We further established stable cell lines of HepG2 overexpressing B55δ and confirmed the overexpression at both the mRNA and protein levels (Additional file 2: Figure S1C–D). G1 phase cell numbers of HepG2-2R2Dc cells were a little more than those of HepG2-pBabe cells (“Ctrl” in Fig. 4a). The migratory ability and self-renewal capacity were inhibited by overexpression of B55δ (“Ctrl” in Fig. 4b–c). Also, there was no apparent difference between apoptosis rates of the two stable cell lines (“Ctrl” in Fig. 4d). Overexpression of B55δ remarkably exacerbated G1 phase arrest, migratory inhibition, colony area reduction, and apoptosis induced by cDDP (Fig. 4a–d). In addition, the proliferation of HepG2-2R2Dc cells was inhibited more than that of HepG2-pBabe cells after treatment with cDDP (Fig. 4e). As shown in Fig. 4f, the level of PP2A activity in HepG2-2R2Dc cells with cDDP treatment was higher than that in HepG2-pBabe cells, which correspondingly influenced the phosphorylation level of CDK1 (“p-CDK1” in Fig. 4g). The expression levels of cell cycle-related proteins and apoptosis-related proteins were consistent with FCM analysis (Fig. 4g–h).

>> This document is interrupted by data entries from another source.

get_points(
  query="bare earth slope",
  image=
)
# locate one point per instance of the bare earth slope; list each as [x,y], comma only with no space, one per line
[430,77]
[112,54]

To sum up, overexpression of B55δ sensitized HepG2 cells to cDDP, so B55δ seems to play an important role in the chemotherapy of HCC.
Fig. 4

Overexpression of B55δ sensitizes HepG2 cells to cDDP. HepG2-pBabe and HepG2-2R2Dc cells were treated with or without 2.5 μg/ml cDDP for 12 h. a Cell cycle distribution, (b) migratory ability, (c) self-renewal capacity, (d) cell apoptosis, and (f) PP2A activity were detected. e Cell growth inhibition rate of the two cells treated with 0-16 μg/ml cDDP for 24 h was analyzed. g-h Expression of B55δ, p-CDK1, CDK1, Cyclin B1, Cyclin E1, Bcl-2, Bax, and cleaved Caspase-3 was measured. Values shown are mean ± SD of three independent experiments. * P < 0.01 as compared with Ctrl group of HepG2-pBabe cells; # P < 0.01 as compared with cDDP group of HepG2-pBabe cells

Overexpression of B55δ promotes the sensitivity of HCC xenograft tumors to cDDP

To confirm the tumor suppressive function of B55δ in vivo, tumorigenicity assays were performed. The data showed that B55δ overexpression reduced xenograft tumor growth (Fig. 5a). As shown in Fig. 5a–c, tumor volume, size, and weight of the 2R2Dc-cDDP group were significantly smaller than those of the pBabe-cDDP group. B55δ was up-regulated in the xenograft tumor tissues from the 2R2Dc-cDDP group (Fig. 5d–e). Furthermore, there was a down-regulation of Cyclin B1 and PCNA, and an up-regulation of Cyclin E1 in the 2R2Dc-cDDP group (Fig. 5d–e, Additional file 3: Figure S2). Figure 5e shows higher expression levels of Bax and cleaved Caspase-3 and a lower Bcl-2 level in the 2R2Dc-cDDP group. Taken together, in vivo data supported in vitro findings indicating that overexpression of B55δ increased the therapeutic susceptibility of HCC xenograft tumors to cDDP.
Fig. 5

Overexpression of B55δ promotes the sensitivity of HCC xenograft tumors to cDDP. Nude mice transplanted with HepG2-pBabe or HepG2-2R2Dc cells were injected with or without 1 mg/kg body weight cDDP every other day for 3 times. a Graph depicts the tumor volume of the four groups (pBabe-Ctrl, pBabe-cDDP, 2R2Dc-Ctrl, and 2R2Dc-cDDP). b Representative images of tumors excised from nude mice. c Scatter plot shows the tumor weights for the four groups. Values shown are mean ± SD of six different samples. *P < 0.01 as compared with pBabe-Ctrl group; # P < 0.01 as compared with pBabe-cDDP group. d IHC images of sections of tumors reveal the expression of B55δ, Cyclin B1, Cyclin E1, and PCNA (×1000 magnification; scale bar, 20 μm). e WB was performed to detect B55δ, Cyclin B1, Cyclin E1, PCNA, Bcl-2, Bax, and cleaved Caspase-3 protein levels in 12 representative tumor tissues (n = 3 in each group)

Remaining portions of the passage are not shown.